Ben en fait… pour Star Wars : Awaken, rien.

Il a essayé. Et ça se voit. Et ça se voit encore plus gros qu’on ne l’a pas du tout laissé faire. J’ai donc vu deux heures et demi réjouissantes d’un film très bon, qui tente d’aligner les petites idées de génies, mais sans que le réalisateur ai jamais le droit de les pousser jusqu’au bout de son cheminement. En gros, deux heures et demi d’éclate, mais avec la frustration palpable de celui qui aurait pu en faire deux heures et demi de génie. Et ça se voit !

Bref, c’est vraiment un superbe spectacle, un bon divertissement, ça vaut la place de ciné que vous allez payer, mais 1) cela ressemble vraiment trop à un reboot complet de la licence, un copié-collé de l’épisode IV, et 2) ça manque sévèrement de génie. Des fans vont adorer, d’autre haïr (et je vous dis pas les fans orthodoxes qui doivent déjà vouer J.J.Abrams et Disney aux enfers) et je pense que pas mal de férus de cinéma vont pas être aussi indulgents que moi sur l’absence de génie et donc d’originalité du film. Maintenant je dirais…. je m’y attendais. Attendez-vous-y.

Et un dernier conseil : allez le voir en VOSTFR. Le doublage français m’a fait mal ; certains acteurs sont vraiment doublés de manière catastrophique.
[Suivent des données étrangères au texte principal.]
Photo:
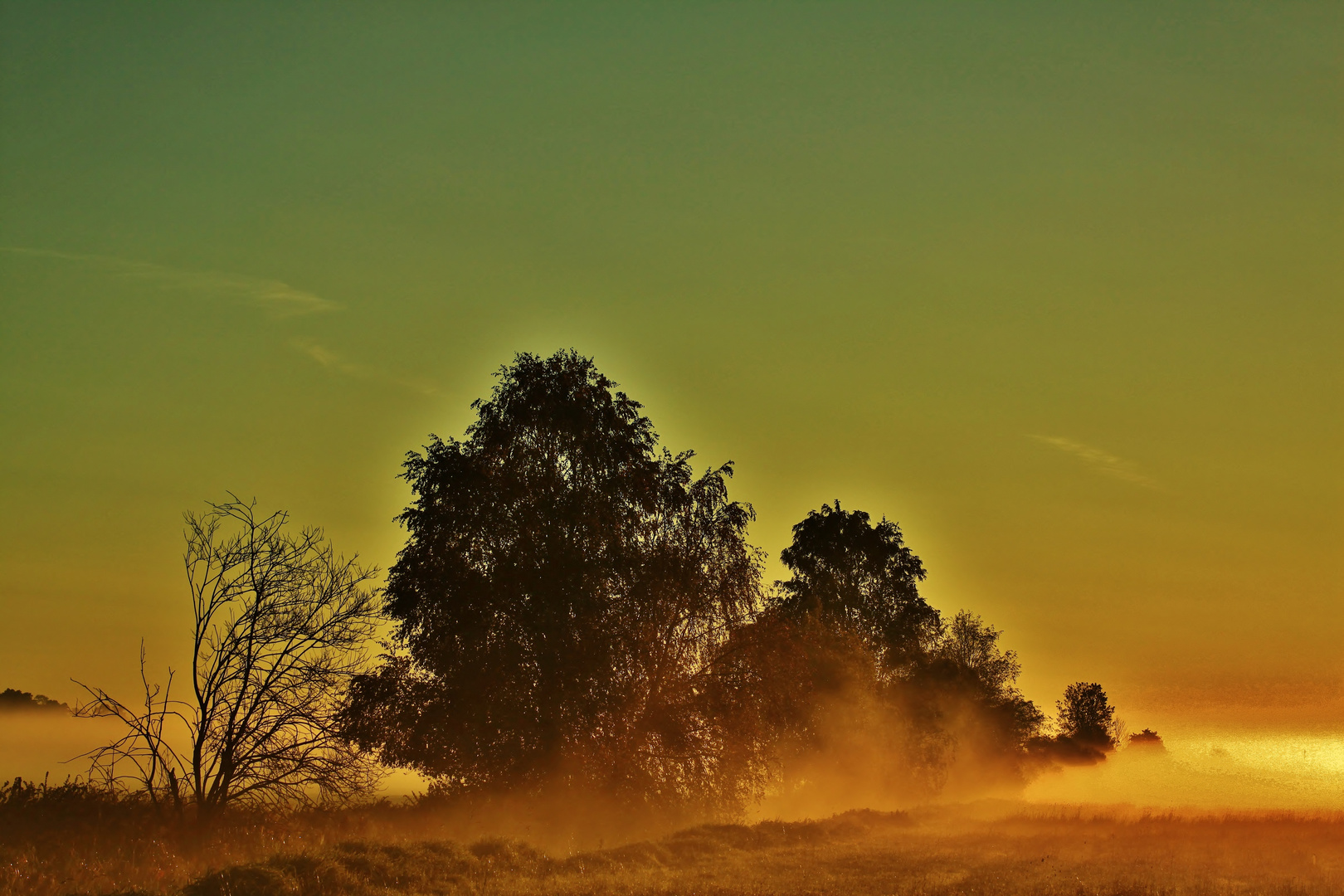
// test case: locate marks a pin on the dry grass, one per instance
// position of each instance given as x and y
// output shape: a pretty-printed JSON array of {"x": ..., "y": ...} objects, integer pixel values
[
  {"x": 988, "y": 850},
  {"x": 1059, "y": 852}
]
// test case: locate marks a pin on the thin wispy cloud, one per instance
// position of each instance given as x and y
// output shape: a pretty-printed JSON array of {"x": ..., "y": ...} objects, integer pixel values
[
  {"x": 1097, "y": 460},
  {"x": 273, "y": 296},
  {"x": 334, "y": 362}
]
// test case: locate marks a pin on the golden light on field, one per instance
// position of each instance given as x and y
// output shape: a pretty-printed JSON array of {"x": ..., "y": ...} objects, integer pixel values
[{"x": 1057, "y": 288}]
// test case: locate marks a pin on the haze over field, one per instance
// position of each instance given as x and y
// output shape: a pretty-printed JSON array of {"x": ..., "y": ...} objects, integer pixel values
[{"x": 1057, "y": 288}]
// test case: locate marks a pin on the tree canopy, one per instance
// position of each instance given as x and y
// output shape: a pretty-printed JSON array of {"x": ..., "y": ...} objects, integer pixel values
[
  {"x": 561, "y": 590},
  {"x": 863, "y": 575}
]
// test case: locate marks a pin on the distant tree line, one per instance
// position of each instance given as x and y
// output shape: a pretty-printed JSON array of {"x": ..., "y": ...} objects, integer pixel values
[{"x": 15, "y": 700}]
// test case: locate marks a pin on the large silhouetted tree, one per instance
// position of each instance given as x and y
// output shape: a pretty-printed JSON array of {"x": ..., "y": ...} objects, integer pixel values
[
  {"x": 862, "y": 575},
  {"x": 559, "y": 594}
]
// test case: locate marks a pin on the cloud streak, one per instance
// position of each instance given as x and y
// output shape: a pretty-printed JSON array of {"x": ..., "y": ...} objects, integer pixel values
[
  {"x": 332, "y": 362},
  {"x": 1098, "y": 460},
  {"x": 273, "y": 296}
]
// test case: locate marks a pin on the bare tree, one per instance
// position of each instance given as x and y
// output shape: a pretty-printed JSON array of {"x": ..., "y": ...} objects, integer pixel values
[{"x": 281, "y": 624}]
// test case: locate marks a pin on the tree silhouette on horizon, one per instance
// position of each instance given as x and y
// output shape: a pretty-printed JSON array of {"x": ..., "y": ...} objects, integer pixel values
[{"x": 561, "y": 590}]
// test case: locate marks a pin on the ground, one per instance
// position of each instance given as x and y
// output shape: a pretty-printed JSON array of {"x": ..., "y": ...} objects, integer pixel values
[{"x": 986, "y": 850}]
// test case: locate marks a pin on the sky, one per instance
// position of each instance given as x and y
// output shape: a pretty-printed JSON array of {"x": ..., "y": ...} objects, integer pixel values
[{"x": 1054, "y": 285}]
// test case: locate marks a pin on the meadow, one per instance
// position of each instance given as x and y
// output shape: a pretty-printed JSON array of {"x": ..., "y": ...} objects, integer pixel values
[{"x": 993, "y": 846}]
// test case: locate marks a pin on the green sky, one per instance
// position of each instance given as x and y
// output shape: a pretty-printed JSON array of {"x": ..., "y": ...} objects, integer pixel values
[{"x": 1057, "y": 286}]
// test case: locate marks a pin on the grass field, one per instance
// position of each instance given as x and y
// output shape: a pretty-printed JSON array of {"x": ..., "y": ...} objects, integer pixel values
[{"x": 981, "y": 850}]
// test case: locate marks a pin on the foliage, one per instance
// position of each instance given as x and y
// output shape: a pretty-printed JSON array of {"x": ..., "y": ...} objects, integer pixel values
[
  {"x": 561, "y": 592},
  {"x": 967, "y": 670},
  {"x": 1086, "y": 715},
  {"x": 15, "y": 700},
  {"x": 862, "y": 577},
  {"x": 280, "y": 625}
]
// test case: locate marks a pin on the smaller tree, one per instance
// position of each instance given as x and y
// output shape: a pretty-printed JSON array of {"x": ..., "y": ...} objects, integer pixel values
[
  {"x": 1086, "y": 715},
  {"x": 280, "y": 625},
  {"x": 860, "y": 575}
]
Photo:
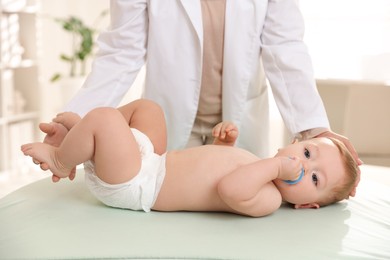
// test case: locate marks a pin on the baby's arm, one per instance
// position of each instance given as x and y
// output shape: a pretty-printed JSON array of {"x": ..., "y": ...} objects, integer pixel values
[
  {"x": 249, "y": 189},
  {"x": 225, "y": 133}
]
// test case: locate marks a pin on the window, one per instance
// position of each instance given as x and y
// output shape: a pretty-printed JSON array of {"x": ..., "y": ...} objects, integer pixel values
[{"x": 348, "y": 39}]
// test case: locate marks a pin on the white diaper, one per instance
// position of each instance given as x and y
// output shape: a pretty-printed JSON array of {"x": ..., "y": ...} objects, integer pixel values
[{"x": 140, "y": 193}]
Alors, pour ceux qui l’ont vu, voici où cela se voit à grand coup de clin d’oeil. Si vous ne voulez rien savoir du film, ne lisez pas : c’est le premier Star Wars qui pousse le cadrage et la mise en scène pour nous faire toucher intimement -pas assez malheureusement- aux émotions des personnages. Qui ose d’ailleurs faire du grand méchant un gars totalement looser et pitoyable, alors que forcément, comme tout grand méchant de Star Wars il a des pouvoirs pour se la péter grave ! Qui mets en scène un héros « qu’est-ce que je fous là ? » rien moins qu’un ex-stormtrooper qui soudain nous fait apparaitre tous ses potes comme autre chose que des sbires en blanc jetables ! Qui s’amuse clairement à badiner pour nous sortir des références et privates jokes aux films IV, V et VI. Qui nous montre une mort de masse (une planète… oui, ça se fait par paquet de planètes à SW, déconnons pas) avec assez d’emphase pour qu’on ait une seconde les doigts qui s’enfoncent dans le fauteuil d’horreur. Une seule seconde… encore une fois, pas assez. Et enfin qui joue avec la Force comme d’une entité, et pas juste d’un mot. Une entité mystique, qui a l’air de clairement avoir ses propres manières de fonctionner et ses propres objectifs, et pas simplement un super pouvoir psi.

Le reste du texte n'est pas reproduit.